LIFE IN COMMON LAND
Common land management, a sustainable model for conservation and rural development within Special Areas of Conservation. LIFE16 NAT/ES/000707
The project is born to reverse the various threats menacing the target habitats in Serra do Xistral, from which we may highlight the following: the progressive abandonment of traditional land use –mainly grazing practices—, which results in altered landscape composition and configuration; the ambiguity and vagueness of environmental management guidelines; the degradation of habitats that depend on human activities; climate change; and the strenuous conditions of mountain areas, which lead to a gradual loss of the local population.
One of the key elements of the project is the use of collaborative tools with the capacity to generate synergies across common lands, the various administrations and society in general. The aim is to build cooperation frameworks geared towards the economic development and the environmental preservation of areas with high ecological value, such as Serra do Xistral.
One of the key elements of the project is the use of collaborative tools with the capacity to generate synergies across common lands, the various administrations and society in general.
With demonstrative purposes, a methodology of participatory management based on conservation results will be implemented, assessed and disseminated for the management of bog and wet heath mosaics –traditionally subject to extensive grazing in the Special Area of Conservation of Serra do Xistral.
A payment scheme in exchange for conservation results will be designed and implemented for those communities whose farming activities have a positive impact on the conservation of the target habitats. The resulting agri-environmental schemes may be used in the drafting of the next Rural Development Plan for Galicia. To that end, we rely on the commitment of the Xunta de Galicia (Galicia's Regional Government).
One of the peculiarities to be tackled in the implementation of the aforementioned management models is the specific typology of collective tenure of the land in Galicia; more specifically, the legal form of montes veciñais en man común. These are privately and collectively owned (as per the concepts of Germanic law), with the locals holding the title and common rights provided they have their habitual residence in one of the nearby population entities (civil parishes and smaller population units) to which the exploitation rights of the land would traditionally have been ascribed to. Therefore, the status of co-proprietor or commoner (comunero in Spanish) relies on residing habitually in the population in question. In practice, this means that the community holding the title of the land varies in accordance to the current list of residents and is affected by events such as the abandonment or closure of any of the local households.
The peculiar form of land tenure inherent to this type of ownership will entail the need to adjust the schemes currently operating in other Atlantic regions (even when they also belong to the communal management sphere) to the socio-economic and cultural reality of Galicia. Thus, a possibility opens to play a demonstrative role for those areas which, although outside the Atlantic region, do keep in place a similar joint-tenure system –be it in other areas of the Galician Autonomous Community or in Asturias, Castilla-León and Portugal.

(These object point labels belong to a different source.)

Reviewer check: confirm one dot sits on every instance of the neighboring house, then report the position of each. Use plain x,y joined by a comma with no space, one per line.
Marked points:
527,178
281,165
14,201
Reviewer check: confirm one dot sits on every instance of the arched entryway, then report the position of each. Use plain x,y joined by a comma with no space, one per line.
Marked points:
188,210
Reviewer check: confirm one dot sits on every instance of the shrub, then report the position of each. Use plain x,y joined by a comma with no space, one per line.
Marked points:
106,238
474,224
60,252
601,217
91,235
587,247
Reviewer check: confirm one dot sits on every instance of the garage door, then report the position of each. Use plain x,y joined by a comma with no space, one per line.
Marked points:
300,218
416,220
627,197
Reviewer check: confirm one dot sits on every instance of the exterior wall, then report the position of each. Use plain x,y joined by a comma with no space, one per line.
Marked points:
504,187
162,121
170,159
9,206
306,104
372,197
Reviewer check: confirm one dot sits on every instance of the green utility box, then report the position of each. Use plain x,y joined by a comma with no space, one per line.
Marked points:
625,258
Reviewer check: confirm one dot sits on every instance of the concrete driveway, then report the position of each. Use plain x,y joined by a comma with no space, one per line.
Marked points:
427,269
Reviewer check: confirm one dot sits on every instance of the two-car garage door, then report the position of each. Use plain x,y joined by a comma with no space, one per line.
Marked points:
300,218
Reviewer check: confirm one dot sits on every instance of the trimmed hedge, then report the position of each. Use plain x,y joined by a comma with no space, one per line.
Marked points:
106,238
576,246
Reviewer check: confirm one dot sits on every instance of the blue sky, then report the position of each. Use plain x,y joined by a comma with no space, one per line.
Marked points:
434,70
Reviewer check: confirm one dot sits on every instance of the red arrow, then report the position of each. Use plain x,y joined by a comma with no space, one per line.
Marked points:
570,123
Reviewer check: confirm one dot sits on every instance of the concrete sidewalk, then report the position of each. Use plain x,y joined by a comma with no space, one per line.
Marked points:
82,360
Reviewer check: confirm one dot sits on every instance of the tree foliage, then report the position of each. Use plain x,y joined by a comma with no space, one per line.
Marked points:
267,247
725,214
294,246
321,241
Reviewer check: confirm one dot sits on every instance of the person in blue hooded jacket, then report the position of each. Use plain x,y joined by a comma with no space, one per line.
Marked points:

The aim is to build cooperation frameworks geared towards the socio-economic and environmental development of an area of high ecological value, such as Serra do Xistral.
The scheme of payments in exchange for conservation results will be exportable to other High Nature Value Farming Systems with similar joint-tenure systems for the land in Galicia, Asturias, Castilla-León and Portugal.
Montes veciñais en man común are privately and collectively tenured, their ownership belonging to the local communities as social groups –provided that those lands have customarily been exploited under community ownership, with no quota assignments, by the members of said communities as local inhabitants of the area.
This methodology will include as an innovation the use of drones to monitor habitat conservation status and will be applied to the actual management of protected areas –for the first time ever in Galicia— within the framework of the project LIFE IN COMMON LAND. This will provide a significant advantage in terms of cost-effectivity in comparison to the tracking systems currently employed to monitor conservation results, which are solely based on field trips.
LIFE in COMMON LAND stems from several management bodies in the field of agroforestry detecting a set of conservation issues and social conflicts related to the bog and Atlantic wet heaths mosaic, tightly bound to High Nature Value Farming Systems present in the SAC Serra do Xistral.